German Assyriologist

Stefan Mario Maul (born 24 December 1958 in Aachen) is a German Assyriologist and holder of the Gottfried Wilhelm Leibniz Prize.

== Life ==
Maul studied Assyriology, Near Eastern Archaeology and Egyptology at the Georg-August-Universität Göttingen, where he received his doctorate as a student of Rykle Borger in 1987. From 1987 to 1992 he worked as a research assistant and until 1995 as an assistant at the FU Berlin, where he habilitated in 1993. Since 1995 he is Ordinarius for Assyriology at the Ruprecht-Karls-Universität Heidelberg

Since 2004 Maul has headed the research unit of the Heidelberg Academy of Sciences "Edition of literary cuneiform texts from Assur".

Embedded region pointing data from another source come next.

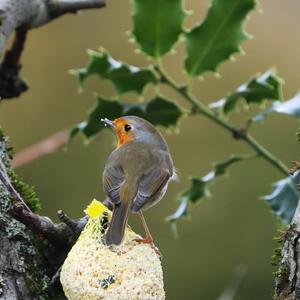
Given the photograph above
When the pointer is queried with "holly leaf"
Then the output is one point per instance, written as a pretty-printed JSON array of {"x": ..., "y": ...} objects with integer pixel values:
[
  {"x": 157, "y": 25},
  {"x": 257, "y": 89},
  {"x": 290, "y": 107},
  {"x": 124, "y": 77},
  {"x": 159, "y": 111},
  {"x": 284, "y": 197},
  {"x": 218, "y": 36},
  {"x": 200, "y": 187}
]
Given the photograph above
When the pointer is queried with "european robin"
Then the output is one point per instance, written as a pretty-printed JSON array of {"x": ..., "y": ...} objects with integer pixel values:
[{"x": 136, "y": 174}]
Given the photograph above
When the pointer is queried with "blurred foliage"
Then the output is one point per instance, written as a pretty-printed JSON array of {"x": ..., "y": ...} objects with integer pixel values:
[
  {"x": 218, "y": 36},
  {"x": 26, "y": 191},
  {"x": 200, "y": 186},
  {"x": 208, "y": 45}
]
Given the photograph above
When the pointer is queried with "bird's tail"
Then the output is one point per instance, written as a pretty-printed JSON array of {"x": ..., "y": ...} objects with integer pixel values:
[{"x": 115, "y": 232}]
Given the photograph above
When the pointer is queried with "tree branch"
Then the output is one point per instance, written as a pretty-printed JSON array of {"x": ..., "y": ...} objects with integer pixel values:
[
  {"x": 21, "y": 16},
  {"x": 44, "y": 147},
  {"x": 200, "y": 108},
  {"x": 60, "y": 7},
  {"x": 287, "y": 278}
]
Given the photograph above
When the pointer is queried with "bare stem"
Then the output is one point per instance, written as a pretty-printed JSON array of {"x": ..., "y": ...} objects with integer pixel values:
[{"x": 200, "y": 108}]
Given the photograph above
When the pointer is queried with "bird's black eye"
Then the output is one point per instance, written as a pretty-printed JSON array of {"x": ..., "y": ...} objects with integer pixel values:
[{"x": 127, "y": 127}]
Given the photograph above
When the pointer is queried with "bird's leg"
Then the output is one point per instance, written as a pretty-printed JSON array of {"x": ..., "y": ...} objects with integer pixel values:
[{"x": 148, "y": 239}]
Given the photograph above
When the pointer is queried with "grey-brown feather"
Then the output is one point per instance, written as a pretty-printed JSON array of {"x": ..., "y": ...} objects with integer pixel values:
[{"x": 136, "y": 176}]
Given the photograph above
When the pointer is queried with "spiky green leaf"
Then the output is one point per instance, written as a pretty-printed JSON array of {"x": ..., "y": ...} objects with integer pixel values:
[
  {"x": 290, "y": 107},
  {"x": 218, "y": 36},
  {"x": 200, "y": 187},
  {"x": 284, "y": 197},
  {"x": 259, "y": 88},
  {"x": 124, "y": 77},
  {"x": 157, "y": 25},
  {"x": 159, "y": 111}
]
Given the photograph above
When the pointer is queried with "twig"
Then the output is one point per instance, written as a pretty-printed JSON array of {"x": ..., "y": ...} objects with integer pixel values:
[
  {"x": 44, "y": 147},
  {"x": 41, "y": 225},
  {"x": 6, "y": 182},
  {"x": 11, "y": 85},
  {"x": 60, "y": 7},
  {"x": 237, "y": 134},
  {"x": 21, "y": 16}
]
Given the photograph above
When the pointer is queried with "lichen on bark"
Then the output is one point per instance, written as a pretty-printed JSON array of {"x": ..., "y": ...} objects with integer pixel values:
[{"x": 22, "y": 268}]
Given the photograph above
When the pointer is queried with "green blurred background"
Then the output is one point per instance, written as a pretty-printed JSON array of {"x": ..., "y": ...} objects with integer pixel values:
[{"x": 231, "y": 228}]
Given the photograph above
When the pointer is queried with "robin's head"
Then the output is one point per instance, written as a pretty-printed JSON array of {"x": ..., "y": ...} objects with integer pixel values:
[{"x": 130, "y": 128}]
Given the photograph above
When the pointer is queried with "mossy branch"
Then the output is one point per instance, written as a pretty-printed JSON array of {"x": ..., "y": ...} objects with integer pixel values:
[{"x": 239, "y": 134}]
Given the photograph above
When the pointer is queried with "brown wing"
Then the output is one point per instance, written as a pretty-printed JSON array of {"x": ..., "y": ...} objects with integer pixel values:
[
  {"x": 113, "y": 177},
  {"x": 150, "y": 186}
]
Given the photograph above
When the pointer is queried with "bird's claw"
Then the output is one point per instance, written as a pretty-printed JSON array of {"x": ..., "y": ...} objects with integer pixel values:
[{"x": 149, "y": 240}]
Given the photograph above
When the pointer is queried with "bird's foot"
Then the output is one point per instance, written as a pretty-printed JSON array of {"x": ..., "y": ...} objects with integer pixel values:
[{"x": 149, "y": 240}]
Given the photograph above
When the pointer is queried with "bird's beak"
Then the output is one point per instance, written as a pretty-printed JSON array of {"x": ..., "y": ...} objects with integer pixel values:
[{"x": 108, "y": 122}]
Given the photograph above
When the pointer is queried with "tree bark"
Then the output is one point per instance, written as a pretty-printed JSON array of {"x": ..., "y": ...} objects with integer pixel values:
[
  {"x": 287, "y": 278},
  {"x": 20, "y": 16},
  {"x": 32, "y": 247}
]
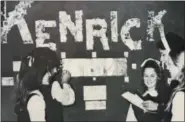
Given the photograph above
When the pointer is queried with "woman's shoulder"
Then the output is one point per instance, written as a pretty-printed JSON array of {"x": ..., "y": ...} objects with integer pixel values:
[{"x": 36, "y": 101}]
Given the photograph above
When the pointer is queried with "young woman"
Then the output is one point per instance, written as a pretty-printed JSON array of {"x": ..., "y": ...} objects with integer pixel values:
[
  {"x": 174, "y": 62},
  {"x": 151, "y": 80},
  {"x": 41, "y": 65}
]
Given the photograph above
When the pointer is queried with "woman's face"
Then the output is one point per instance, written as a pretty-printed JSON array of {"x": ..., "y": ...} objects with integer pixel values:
[{"x": 150, "y": 77}]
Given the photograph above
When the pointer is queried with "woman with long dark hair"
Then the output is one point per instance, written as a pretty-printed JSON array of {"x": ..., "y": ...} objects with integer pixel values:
[
  {"x": 41, "y": 65},
  {"x": 151, "y": 75}
]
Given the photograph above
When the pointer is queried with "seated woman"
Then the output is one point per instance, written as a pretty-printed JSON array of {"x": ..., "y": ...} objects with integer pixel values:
[{"x": 151, "y": 79}]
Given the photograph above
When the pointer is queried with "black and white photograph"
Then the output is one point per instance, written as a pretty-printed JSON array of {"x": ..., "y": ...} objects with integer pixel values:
[{"x": 65, "y": 61}]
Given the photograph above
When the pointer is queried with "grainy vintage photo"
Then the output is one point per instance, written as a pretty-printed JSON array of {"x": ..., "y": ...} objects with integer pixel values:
[{"x": 92, "y": 61}]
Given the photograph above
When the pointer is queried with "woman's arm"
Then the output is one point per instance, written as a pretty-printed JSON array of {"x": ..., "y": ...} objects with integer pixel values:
[
  {"x": 178, "y": 107},
  {"x": 65, "y": 96},
  {"x": 130, "y": 115},
  {"x": 36, "y": 108}
]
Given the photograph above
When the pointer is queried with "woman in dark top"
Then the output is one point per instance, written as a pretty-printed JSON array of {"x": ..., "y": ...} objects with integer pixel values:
[
  {"x": 151, "y": 79},
  {"x": 40, "y": 64}
]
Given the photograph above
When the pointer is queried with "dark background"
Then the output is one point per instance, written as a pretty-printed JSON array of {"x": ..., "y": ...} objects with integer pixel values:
[{"x": 117, "y": 107}]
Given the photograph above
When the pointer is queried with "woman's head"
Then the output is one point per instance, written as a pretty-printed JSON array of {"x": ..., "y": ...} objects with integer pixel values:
[
  {"x": 174, "y": 60},
  {"x": 151, "y": 74},
  {"x": 40, "y": 62}
]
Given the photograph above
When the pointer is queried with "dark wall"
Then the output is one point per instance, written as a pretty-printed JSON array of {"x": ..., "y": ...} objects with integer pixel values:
[{"x": 116, "y": 106}]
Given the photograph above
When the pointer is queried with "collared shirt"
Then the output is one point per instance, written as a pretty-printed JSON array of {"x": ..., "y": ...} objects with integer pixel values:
[
  {"x": 63, "y": 95},
  {"x": 36, "y": 107}
]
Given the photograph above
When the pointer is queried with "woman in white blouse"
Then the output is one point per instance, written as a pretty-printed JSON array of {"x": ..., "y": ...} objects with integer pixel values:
[{"x": 37, "y": 67}]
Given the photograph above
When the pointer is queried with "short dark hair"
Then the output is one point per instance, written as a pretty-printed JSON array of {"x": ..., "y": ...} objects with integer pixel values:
[
  {"x": 176, "y": 44},
  {"x": 152, "y": 64}
]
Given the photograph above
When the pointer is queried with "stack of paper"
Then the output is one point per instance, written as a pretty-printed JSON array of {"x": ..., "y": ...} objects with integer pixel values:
[{"x": 133, "y": 99}]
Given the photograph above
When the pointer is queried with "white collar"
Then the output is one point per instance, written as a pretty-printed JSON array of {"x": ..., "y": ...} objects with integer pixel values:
[
  {"x": 152, "y": 93},
  {"x": 37, "y": 92}
]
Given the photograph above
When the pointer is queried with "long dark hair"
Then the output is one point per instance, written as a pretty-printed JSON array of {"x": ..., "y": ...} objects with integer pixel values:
[
  {"x": 152, "y": 64},
  {"x": 33, "y": 67}
]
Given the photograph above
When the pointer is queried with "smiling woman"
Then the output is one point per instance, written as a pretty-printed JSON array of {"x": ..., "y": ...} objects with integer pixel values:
[{"x": 151, "y": 78}]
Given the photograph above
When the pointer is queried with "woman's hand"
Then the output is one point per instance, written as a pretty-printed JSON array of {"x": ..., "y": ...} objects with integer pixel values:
[{"x": 150, "y": 105}]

He has also been a member of the scientific advisory board of the Deutschen Orient-Gesellschaft since 1994, a corresponding member since 1995 and a member of the central management of the Deutsches Archäologisches Institut since 2001. In 1997 he was awarded the Gottfried Wilhelm Leibniz Prize for his research activities. In 1998 he became a full member of the Heidelberg Academy of Sciences, in 2003 a corresponding member of the Göttingen Academy of Sciences and in 2012 a member of the Deutschen Akademie der Naturforscher Leopoldina.

== Publications ==
- Zukunftsbewältigung: eine Untersuchung altorientalischen Denkens anhand der babylonisch-assyrischen Löserituale (Namburbi) at Zabern, Mainz 1994, ISBN 3-8053-1618-6.
- Weinen aus Trauer. Der Tod des Enkidu. In Claus Ambos, Stephan Hotz, Gerald Schwedler, Stefan Weinfurter: Die Welt der Rituale. Von der Antike bis heute. Wiss. Buchges, Darmstadt 2005, ISBN 3-534-18701-6, .
- Die Inschriften von Tall Taban (Grabungskampagnen 1997–1999). Die Könige von Tabetu und das Land Mari in mittelassyrischer Zeit. Tokio, Kokushikan Univ., Inst. for Cultural Studies of Ancient Iraq 2005.
- Das Gilgamesch-Epos. newly translated and commented by Stefan M. Maul. 6th edition. Munich, Beck 2014, ISBN 978-3-406-52870-5.
- Die Wahrsagekunst im alten Orient. Beck, Munich 2013, ISBN 978-3-406-64514-3.